Eppure qui, a mio avviso, la spiegazione è meno semplicistica. L’ambiente del tradizionale convegno di Rimini, infatti, è costituito in prevalenza da cattolici moderati, se non di destra, ricordando ad esempio il lungo applauso riservato all’onorevole Meloni. Ora, proporre l’obbligo della scuola dell’infanzia ad un ambiente il quale ha molto a cuore l’idea che, specie nei primi anni, debba essere solo la famiglia il principale, se non l’unico, soggetto educativo dei bimbi, è, a dir poco, un’impresa temeraria. Si aggiunga inoltre che il mondo cattolico in generale ha istituito molte scuole dell’infanzia paritarie che vedrebbero come concorrenziali quelle statali, se imposte per legge.
Vero è che esiste la parità scolastica garantita dalla Costituzione, ma le scuole dell’infanzia statali obbligatorie sarebbero gratuite per gli allievi a differenza di quelle paritarie le quali, sia pur con tutte le agevolazioni date alle famiglie economicamente svantaggiate, devono comunque assicurarsi una copertura economica dei costi.
Pertanto, in una simile situazione, a mio avviso sarebbe stato più opportuno (e lo sarebbe ancora) parlare non di obbligo, ma di diritto alla scuola dell’infanzia e ciò non tanto per una pura questione terminologica, ma per una visione più realistica del significato dei diritti rispetto all’idea che suscita il concetto di diritti soggettivi.

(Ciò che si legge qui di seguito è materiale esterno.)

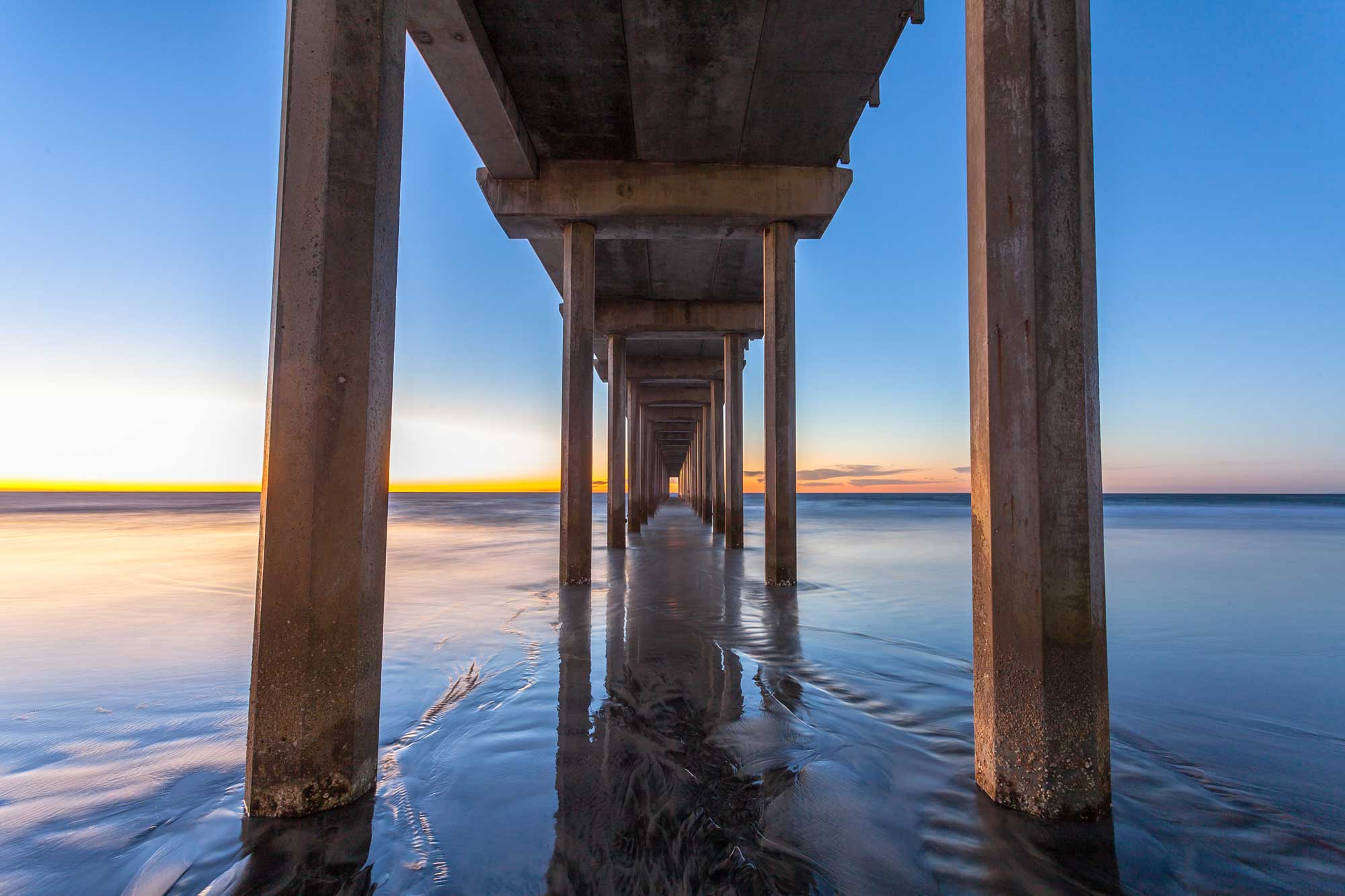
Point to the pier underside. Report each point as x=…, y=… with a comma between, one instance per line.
x=664, y=159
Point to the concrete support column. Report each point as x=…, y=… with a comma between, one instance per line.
x=578, y=407
x=650, y=452
x=633, y=401
x=617, y=440
x=781, y=459
x=1039, y=611
x=708, y=463
x=318, y=637
x=718, y=450
x=734, y=440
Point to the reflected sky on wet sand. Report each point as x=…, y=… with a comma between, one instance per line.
x=677, y=727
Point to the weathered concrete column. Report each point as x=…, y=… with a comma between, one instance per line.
x=781, y=460
x=578, y=407
x=633, y=403
x=1039, y=615
x=718, y=450
x=617, y=440
x=734, y=440
x=318, y=637
x=708, y=462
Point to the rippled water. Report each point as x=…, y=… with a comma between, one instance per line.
x=675, y=728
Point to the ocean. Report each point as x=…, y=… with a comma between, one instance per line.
x=676, y=728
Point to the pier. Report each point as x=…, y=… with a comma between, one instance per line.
x=662, y=161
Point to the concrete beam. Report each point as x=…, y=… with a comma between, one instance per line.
x=318, y=637
x=454, y=44
x=669, y=319
x=675, y=395
x=641, y=368
x=665, y=201
x=681, y=415
x=1039, y=608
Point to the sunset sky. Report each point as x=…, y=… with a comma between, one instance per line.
x=141, y=153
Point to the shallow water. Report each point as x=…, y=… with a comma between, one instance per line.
x=677, y=727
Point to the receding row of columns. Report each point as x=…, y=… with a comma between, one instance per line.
x=711, y=467
x=1040, y=655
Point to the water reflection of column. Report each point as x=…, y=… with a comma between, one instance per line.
x=328, y=852
x=574, y=751
x=731, y=706
x=781, y=619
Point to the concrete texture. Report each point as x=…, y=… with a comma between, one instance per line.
x=1039, y=610
x=617, y=443
x=781, y=458
x=718, y=451
x=634, y=432
x=578, y=408
x=734, y=440
x=313, y=715
x=458, y=52
x=641, y=319
x=664, y=201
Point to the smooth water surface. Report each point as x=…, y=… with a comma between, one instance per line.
x=676, y=728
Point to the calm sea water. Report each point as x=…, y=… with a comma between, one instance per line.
x=675, y=728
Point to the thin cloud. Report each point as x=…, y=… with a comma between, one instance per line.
x=851, y=470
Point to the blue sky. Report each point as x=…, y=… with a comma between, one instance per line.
x=138, y=232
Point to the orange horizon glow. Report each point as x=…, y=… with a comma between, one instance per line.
x=750, y=486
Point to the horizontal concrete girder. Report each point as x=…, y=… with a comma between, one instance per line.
x=675, y=395
x=665, y=201
x=668, y=369
x=454, y=44
x=646, y=318
x=650, y=319
x=681, y=415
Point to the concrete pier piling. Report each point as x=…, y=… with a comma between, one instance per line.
x=578, y=407
x=617, y=442
x=648, y=209
x=313, y=715
x=734, y=439
x=1039, y=611
x=718, y=451
x=781, y=460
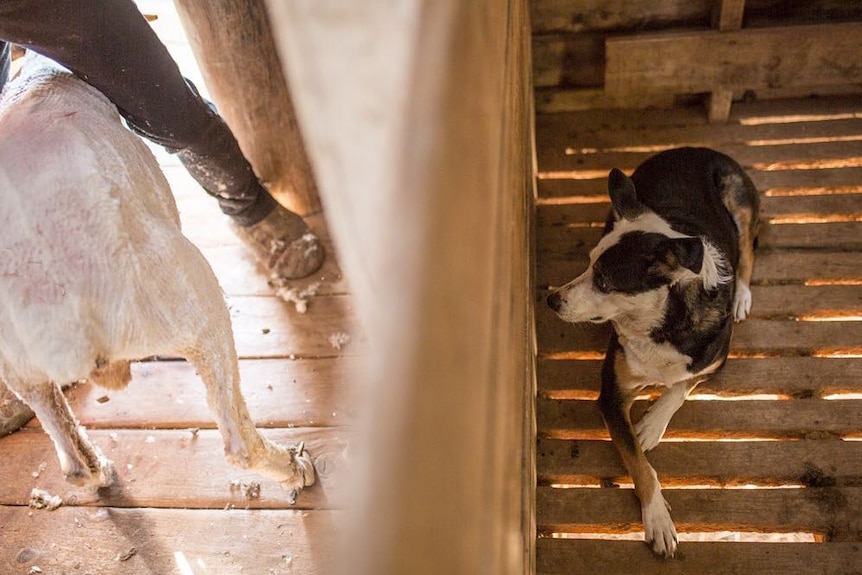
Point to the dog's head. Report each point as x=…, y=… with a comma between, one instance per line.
x=634, y=264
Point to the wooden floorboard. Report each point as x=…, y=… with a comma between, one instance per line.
x=788, y=414
x=177, y=506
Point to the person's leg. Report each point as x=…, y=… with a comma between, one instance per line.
x=5, y=59
x=109, y=44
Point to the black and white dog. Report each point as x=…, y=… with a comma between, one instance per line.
x=671, y=273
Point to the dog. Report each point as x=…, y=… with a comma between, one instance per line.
x=672, y=273
x=95, y=272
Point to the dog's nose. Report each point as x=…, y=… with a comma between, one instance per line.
x=555, y=301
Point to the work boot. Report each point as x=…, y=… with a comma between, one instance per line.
x=283, y=244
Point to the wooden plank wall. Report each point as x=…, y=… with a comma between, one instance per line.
x=418, y=121
x=645, y=54
x=795, y=366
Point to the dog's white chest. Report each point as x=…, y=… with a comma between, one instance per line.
x=658, y=363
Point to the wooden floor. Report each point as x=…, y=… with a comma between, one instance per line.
x=178, y=507
x=771, y=483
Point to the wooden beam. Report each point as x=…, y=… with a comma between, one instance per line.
x=728, y=15
x=751, y=59
x=232, y=44
x=428, y=197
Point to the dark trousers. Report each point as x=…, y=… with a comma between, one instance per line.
x=109, y=44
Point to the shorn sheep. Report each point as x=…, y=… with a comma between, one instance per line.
x=95, y=273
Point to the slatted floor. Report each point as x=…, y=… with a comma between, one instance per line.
x=763, y=465
x=178, y=507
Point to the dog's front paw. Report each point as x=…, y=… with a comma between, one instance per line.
x=742, y=301
x=650, y=430
x=659, y=531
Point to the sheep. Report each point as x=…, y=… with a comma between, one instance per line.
x=95, y=273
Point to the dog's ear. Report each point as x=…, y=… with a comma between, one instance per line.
x=623, y=198
x=681, y=252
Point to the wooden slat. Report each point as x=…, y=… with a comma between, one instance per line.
x=824, y=510
x=169, y=394
x=114, y=541
x=146, y=464
x=562, y=131
x=568, y=556
x=765, y=463
x=762, y=419
x=769, y=157
x=688, y=63
x=799, y=377
x=562, y=16
x=270, y=327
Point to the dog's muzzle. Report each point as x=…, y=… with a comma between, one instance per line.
x=555, y=301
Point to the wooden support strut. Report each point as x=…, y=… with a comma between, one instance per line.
x=728, y=16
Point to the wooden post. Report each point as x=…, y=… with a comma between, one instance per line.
x=727, y=16
x=417, y=117
x=233, y=46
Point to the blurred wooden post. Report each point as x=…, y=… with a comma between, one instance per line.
x=417, y=116
x=233, y=46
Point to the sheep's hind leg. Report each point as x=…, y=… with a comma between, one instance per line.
x=81, y=461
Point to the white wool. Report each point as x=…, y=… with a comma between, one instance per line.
x=714, y=272
x=81, y=272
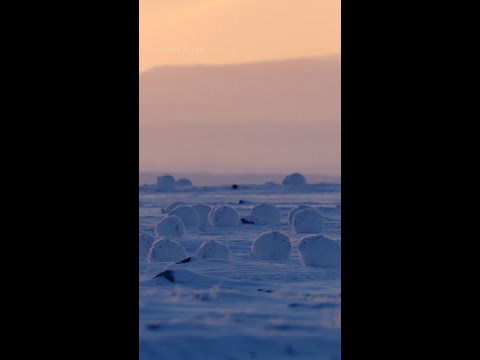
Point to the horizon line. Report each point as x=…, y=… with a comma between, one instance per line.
x=313, y=57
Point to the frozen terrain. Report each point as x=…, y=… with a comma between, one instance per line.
x=241, y=307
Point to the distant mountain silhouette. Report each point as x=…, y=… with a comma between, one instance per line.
x=297, y=90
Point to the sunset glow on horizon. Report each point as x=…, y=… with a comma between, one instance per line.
x=278, y=109
x=180, y=32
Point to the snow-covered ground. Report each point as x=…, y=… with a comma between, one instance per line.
x=244, y=307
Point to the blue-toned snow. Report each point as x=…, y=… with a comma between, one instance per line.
x=244, y=308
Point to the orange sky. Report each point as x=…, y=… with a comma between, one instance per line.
x=175, y=32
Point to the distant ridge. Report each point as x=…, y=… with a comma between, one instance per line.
x=306, y=89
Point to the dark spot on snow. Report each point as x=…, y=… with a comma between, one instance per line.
x=245, y=221
x=289, y=350
x=185, y=260
x=167, y=274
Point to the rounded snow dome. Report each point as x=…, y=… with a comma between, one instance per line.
x=318, y=250
x=166, y=250
x=224, y=215
x=145, y=242
x=295, y=179
x=307, y=221
x=296, y=209
x=203, y=211
x=166, y=183
x=173, y=205
x=272, y=245
x=213, y=249
x=187, y=214
x=266, y=211
x=170, y=225
x=184, y=183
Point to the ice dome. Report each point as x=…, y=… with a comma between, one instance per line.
x=166, y=183
x=266, y=211
x=203, y=211
x=145, y=242
x=296, y=209
x=307, y=221
x=184, y=183
x=224, y=215
x=170, y=225
x=187, y=214
x=166, y=250
x=272, y=245
x=318, y=250
x=213, y=249
x=173, y=205
x=295, y=179
x=255, y=220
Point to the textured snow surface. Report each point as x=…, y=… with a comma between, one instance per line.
x=241, y=307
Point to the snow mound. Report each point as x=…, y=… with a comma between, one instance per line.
x=272, y=245
x=213, y=249
x=203, y=211
x=145, y=242
x=223, y=215
x=170, y=225
x=295, y=179
x=166, y=183
x=266, y=211
x=255, y=220
x=307, y=221
x=184, y=183
x=187, y=214
x=166, y=250
x=296, y=209
x=173, y=205
x=320, y=251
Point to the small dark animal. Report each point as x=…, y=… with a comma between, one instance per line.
x=167, y=274
x=185, y=260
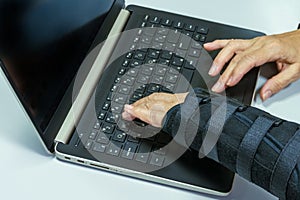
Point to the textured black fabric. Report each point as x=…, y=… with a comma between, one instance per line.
x=250, y=143
x=270, y=150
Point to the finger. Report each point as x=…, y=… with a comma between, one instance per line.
x=141, y=112
x=280, y=81
x=227, y=53
x=215, y=45
x=244, y=62
x=128, y=117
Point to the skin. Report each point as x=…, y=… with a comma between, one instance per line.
x=241, y=56
x=283, y=49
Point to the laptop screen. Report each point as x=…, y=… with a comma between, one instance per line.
x=42, y=46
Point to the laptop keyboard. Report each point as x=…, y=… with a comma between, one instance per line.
x=159, y=59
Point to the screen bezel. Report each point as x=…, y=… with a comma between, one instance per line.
x=48, y=135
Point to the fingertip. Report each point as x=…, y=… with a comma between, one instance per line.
x=127, y=116
x=218, y=87
x=128, y=107
x=213, y=71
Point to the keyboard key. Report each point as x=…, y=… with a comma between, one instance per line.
x=124, y=89
x=129, y=55
x=202, y=30
x=173, y=36
x=126, y=63
x=160, y=70
x=146, y=39
x=116, y=108
x=167, y=22
x=99, y=147
x=88, y=144
x=150, y=31
x=157, y=79
x=160, y=38
x=161, y=150
x=177, y=61
x=106, y=106
x=143, y=79
x=184, y=42
x=157, y=160
x=97, y=125
x=155, y=20
x=103, y=138
x=129, y=150
x=107, y=128
x=166, y=55
x=153, y=53
x=120, y=98
x=190, y=27
x=196, y=45
x=102, y=115
x=143, y=152
x=140, y=55
x=128, y=80
x=194, y=53
x=180, y=53
x=114, y=149
x=136, y=63
x=119, y=136
x=163, y=31
x=170, y=47
x=93, y=134
x=122, y=71
x=146, y=18
x=133, y=139
x=179, y=25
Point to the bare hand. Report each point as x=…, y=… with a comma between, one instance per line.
x=284, y=49
x=152, y=109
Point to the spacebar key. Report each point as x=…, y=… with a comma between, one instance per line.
x=185, y=80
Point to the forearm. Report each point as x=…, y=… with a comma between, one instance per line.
x=254, y=144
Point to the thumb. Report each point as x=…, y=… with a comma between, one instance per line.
x=280, y=81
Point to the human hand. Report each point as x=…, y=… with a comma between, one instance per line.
x=284, y=49
x=153, y=108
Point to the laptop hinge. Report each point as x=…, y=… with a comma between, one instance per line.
x=92, y=79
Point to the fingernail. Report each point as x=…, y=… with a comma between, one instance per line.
x=267, y=94
x=129, y=107
x=212, y=70
x=230, y=81
x=218, y=87
x=126, y=116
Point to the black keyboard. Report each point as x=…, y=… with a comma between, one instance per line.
x=161, y=58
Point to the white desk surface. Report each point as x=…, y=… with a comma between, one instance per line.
x=27, y=172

Infatti, mentre l’obbligo evoca in sostanza l’idea di un’imposizione, il concetto di diritto soggettivo evoca l’idea di una pretesa da avanzare se lo si desidera. Quindi, lungi dall’essere visto come un’imposizione, il diritto soggettivo è visto come un potere da esercitarsi liberamente.
Ciò ad esempio è avvenuto per gli allievi e le allieve con disabilità, per i quali gli interventi educativi precoci sono fondamentali. Nessuno ha mai parlato per loro di obbligo, se è vero che gli estensori della Legge 104/92, all’articolo 12 (commi 1 e 2) hanno scritto che gli alunni con disabilità hanno «diritto all’educazione ed all’istruzione dalla scuola dell’infanzia [allora materna] sino all’Università». In tal modo le famiglie, molto protettive, sono state orientate, educate e convinte a portare i propri bimbi e bimbe alla scuola dell’infanzia, un lavoro, questo, che è stato graduale e che continua ancora, ma che vede ormai il numero di bambini con disabilità che accedono alla scuola dell’infanzia crescere sempre, anche al Sud d’Italia.
Se si proponesse lo stesso diritto a tutti i bimbi d’Italia, penso che si potrebbe ottenere in tempi brevi lo stesso risultato positivo anche per tutti loro, in modo spontaneo e senza ripulse.